Oklahoma, Other States Turn to Supreme Court for Stay of EPA Clean Power Plan

A coalition of Attorneys General is pleading that the Supreme Court put a stay on the Environmental Protection Agency’s Clean Power Plan. Oklahoma has joined West Virginia, Texas and several other states in a lawsuit to stop the implementation of the EPA’s new rules. A lower court ruled against a stay, so the AGs are seeking relief with the higher court. The filed the request with the High Court on Tuesday.

The argument goes something like this, because the changes to electric power generation the EPA is mandating are so severe, the change would dramatically impact the way the American economy works. If the Supreme Court doesn’t at least temporarily keep the rules from being implemented, compliance could increase costs to rate payers, state regulators, and the electric utilities and generation companies.

The rule is called the Carbon Pollution Emission Guidelines for Existing Stationary Sources; Electric Utility Generating Units. The regulation calls for electric generation companies to move away from fossil-fuels, mostly coal, as a source of generation to help reduce carbon emissions. The Attorneys General filing argues that the EPA previously issued rules which caused damage while they were being challenged in court. They are asking for the Supreme Court’s stay to prevent any possible “damage” from being done while the challenge to the Clean Power Plan makes its way through the courts.

The D.C. Federal Court is handling the lawsuit, West Virginia v. U.S. Environmental Protection Agency. Texas Attorney General Ken Paxton and West Virginia Attorney General Patrick Morrisey are leading the coalition for the states.

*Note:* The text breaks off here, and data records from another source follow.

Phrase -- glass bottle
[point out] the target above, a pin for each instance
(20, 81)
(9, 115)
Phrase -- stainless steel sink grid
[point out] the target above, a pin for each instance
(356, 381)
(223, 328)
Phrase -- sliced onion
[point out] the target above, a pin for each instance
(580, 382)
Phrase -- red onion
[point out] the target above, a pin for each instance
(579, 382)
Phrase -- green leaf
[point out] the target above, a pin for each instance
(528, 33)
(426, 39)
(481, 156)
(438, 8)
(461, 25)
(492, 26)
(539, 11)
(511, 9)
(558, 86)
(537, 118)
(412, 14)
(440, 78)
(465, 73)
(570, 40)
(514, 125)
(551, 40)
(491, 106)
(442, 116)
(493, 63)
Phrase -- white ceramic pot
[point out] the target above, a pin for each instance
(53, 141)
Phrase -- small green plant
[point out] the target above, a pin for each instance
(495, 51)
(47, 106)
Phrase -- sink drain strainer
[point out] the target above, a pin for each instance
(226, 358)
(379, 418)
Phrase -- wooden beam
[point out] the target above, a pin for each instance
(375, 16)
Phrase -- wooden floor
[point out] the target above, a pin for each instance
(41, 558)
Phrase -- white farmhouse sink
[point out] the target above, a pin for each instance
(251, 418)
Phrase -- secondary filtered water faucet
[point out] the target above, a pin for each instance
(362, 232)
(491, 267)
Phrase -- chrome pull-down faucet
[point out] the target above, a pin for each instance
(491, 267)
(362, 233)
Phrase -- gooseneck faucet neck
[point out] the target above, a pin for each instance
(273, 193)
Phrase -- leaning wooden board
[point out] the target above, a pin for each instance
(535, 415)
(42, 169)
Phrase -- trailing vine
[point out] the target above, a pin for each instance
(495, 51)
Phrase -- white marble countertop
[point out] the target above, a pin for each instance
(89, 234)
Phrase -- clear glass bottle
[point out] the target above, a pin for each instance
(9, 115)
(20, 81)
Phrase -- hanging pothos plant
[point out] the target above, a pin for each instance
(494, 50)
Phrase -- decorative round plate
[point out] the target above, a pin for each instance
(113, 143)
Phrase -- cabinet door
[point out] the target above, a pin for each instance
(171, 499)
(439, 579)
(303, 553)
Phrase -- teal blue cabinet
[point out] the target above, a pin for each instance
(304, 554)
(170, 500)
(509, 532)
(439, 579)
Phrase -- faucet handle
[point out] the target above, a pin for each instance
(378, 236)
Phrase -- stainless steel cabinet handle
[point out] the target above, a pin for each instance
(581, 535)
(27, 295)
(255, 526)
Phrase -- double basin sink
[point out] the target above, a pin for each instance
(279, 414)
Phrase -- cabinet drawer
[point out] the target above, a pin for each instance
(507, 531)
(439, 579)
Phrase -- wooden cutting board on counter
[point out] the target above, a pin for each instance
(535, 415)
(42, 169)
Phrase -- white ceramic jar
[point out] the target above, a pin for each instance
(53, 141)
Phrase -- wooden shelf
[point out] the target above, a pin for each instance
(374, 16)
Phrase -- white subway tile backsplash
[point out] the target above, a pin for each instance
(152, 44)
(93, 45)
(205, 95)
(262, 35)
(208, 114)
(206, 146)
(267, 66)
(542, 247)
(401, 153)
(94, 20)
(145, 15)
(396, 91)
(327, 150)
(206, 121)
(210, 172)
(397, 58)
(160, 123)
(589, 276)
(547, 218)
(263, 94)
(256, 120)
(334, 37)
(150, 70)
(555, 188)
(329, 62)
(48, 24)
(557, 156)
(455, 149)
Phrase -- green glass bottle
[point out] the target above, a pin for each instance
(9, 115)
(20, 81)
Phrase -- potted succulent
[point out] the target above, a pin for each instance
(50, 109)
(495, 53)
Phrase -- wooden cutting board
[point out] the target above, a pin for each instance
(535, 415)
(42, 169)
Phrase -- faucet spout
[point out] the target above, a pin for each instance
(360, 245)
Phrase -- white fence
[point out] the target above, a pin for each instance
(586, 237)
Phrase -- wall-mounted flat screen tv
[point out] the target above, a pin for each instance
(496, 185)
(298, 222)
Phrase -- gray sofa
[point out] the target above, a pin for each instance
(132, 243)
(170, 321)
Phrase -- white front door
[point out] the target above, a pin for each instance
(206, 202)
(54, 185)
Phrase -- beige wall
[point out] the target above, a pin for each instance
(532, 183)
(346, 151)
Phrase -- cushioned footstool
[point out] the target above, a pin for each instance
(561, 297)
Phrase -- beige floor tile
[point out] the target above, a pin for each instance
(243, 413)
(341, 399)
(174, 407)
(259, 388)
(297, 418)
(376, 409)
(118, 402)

The lawsuit was filed on October 23, 2015, the day the EPA’s rule was published in the Federal Register.

“The Obama Administration has exceeded its authority in imposing a plan that will kill jobs and significantly raise electric bills for all Americans,” Attorney General Paxton said. “This power grab will force a massive reordering of nearly every state’s electric grid and result in less-reliable service for all customers. Such far-reaching actions raise serious concerns about the power of the federal government.”

The Oklahoma Department of Environmental Quality also is participating in the federal lawsuit.